PHRs have not taken off to date. Attempts by both Google and Microsoft to get into this market a few years back failed badly. However, it makes tremendous sense for drug manufacturers to try to get their customers to use these disease specific PHR Apps. With drug compliance levels often dropping to 30% after the first year, if drug companies can use these Apps to drive compliance, such as by sending out reminders to get refills if they see patients falling off their regimen, these Apps will more than pay for the time and effort to build and maintain them.
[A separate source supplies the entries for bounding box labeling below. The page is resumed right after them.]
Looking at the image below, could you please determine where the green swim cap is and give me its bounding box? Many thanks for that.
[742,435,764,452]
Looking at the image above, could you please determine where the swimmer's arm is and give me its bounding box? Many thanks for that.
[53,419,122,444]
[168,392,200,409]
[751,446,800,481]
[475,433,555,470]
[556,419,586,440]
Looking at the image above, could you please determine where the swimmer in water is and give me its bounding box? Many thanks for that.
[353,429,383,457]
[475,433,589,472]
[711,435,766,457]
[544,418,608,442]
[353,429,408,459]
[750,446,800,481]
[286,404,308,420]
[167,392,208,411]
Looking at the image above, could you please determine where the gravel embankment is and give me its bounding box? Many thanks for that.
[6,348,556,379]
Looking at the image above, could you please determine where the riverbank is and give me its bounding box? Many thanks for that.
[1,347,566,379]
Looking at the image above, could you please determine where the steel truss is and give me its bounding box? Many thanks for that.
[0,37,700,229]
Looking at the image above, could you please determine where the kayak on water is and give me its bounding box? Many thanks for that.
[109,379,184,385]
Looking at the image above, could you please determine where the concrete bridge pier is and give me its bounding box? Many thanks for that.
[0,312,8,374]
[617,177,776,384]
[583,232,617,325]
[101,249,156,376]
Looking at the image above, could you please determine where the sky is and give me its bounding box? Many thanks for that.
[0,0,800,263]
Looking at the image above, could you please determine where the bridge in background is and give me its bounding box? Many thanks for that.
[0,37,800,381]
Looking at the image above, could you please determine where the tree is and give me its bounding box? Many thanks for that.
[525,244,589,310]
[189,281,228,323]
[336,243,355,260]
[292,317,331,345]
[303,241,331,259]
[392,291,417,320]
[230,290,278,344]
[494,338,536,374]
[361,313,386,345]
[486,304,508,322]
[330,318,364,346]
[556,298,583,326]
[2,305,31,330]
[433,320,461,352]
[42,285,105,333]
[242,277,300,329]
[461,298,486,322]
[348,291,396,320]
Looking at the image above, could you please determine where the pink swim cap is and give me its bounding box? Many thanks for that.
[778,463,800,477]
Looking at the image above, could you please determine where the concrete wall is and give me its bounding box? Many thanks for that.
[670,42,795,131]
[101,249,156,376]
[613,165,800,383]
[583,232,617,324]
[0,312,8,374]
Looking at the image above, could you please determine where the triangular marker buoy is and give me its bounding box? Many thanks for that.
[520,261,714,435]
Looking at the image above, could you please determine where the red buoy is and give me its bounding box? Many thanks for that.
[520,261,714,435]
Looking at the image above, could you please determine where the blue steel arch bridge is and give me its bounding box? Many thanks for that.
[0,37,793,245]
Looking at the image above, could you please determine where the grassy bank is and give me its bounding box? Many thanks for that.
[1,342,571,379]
However, one has to question why patients would use these disease specific PHRs without an incentive. Having your phone remind you every morning to take your pill will soon become annoying and easily ignored. The segment of the market that could give incentives is the health plans as better compliance should lead to healthier plan members and more data should help them drive wellness. But health plans have yet to develop Apps with this functionality. So for the time being, it is up to drug companies to develop clear benefits to Apps users around regularly filling in their personal disease and medication data and having these Apps remind them to take their medication. Perhaps drug companies could offer special electronic coupon redeemable at pharmacies, or links to disease specific crowd sourcing websites like PatientsLikeMe.com.
Other consumer App functionality is aimed at helping patients get fitter or lose weight, while others provide education on specific diseases, or where to find the company’s product. There are also Apps that help patients self-diagnose or provide updates on the environment, like levels of UV or flu. These all help to build brand image for specific companies or drugs.
In the professional segment, the main application is education, accounting for half the Apps, with the second being dosing and risk calculators. However much of this information is likely to be available via independent Apps like Epocrates, which is already widely used by physicians. Admittedly, full access to Epocrates costs $200 plus a year, but it would seem a small price for a professional to pay to have all the information he or she needs via a single App. The third area of Apps for professionals is an up to date list of congresses. This too is available through a number of different Apps so it would seem that the issue the drug sponsored Apps to professions may have is that they compete against Apps from either independent publishers like Epocrates or WebMD¸ or other drug companies.
There would seem to be real competitive value in consumer PHR-like Apps if drug companies can find ways to keep consumers using them. However, the functionality of many of the other Apps would seem to be nice-to-have with the value more around building brand image rather than revenue generation.
It is very early days for the drug company sponsored mobile Apps and it will be very interesting to see how their functionality evolves.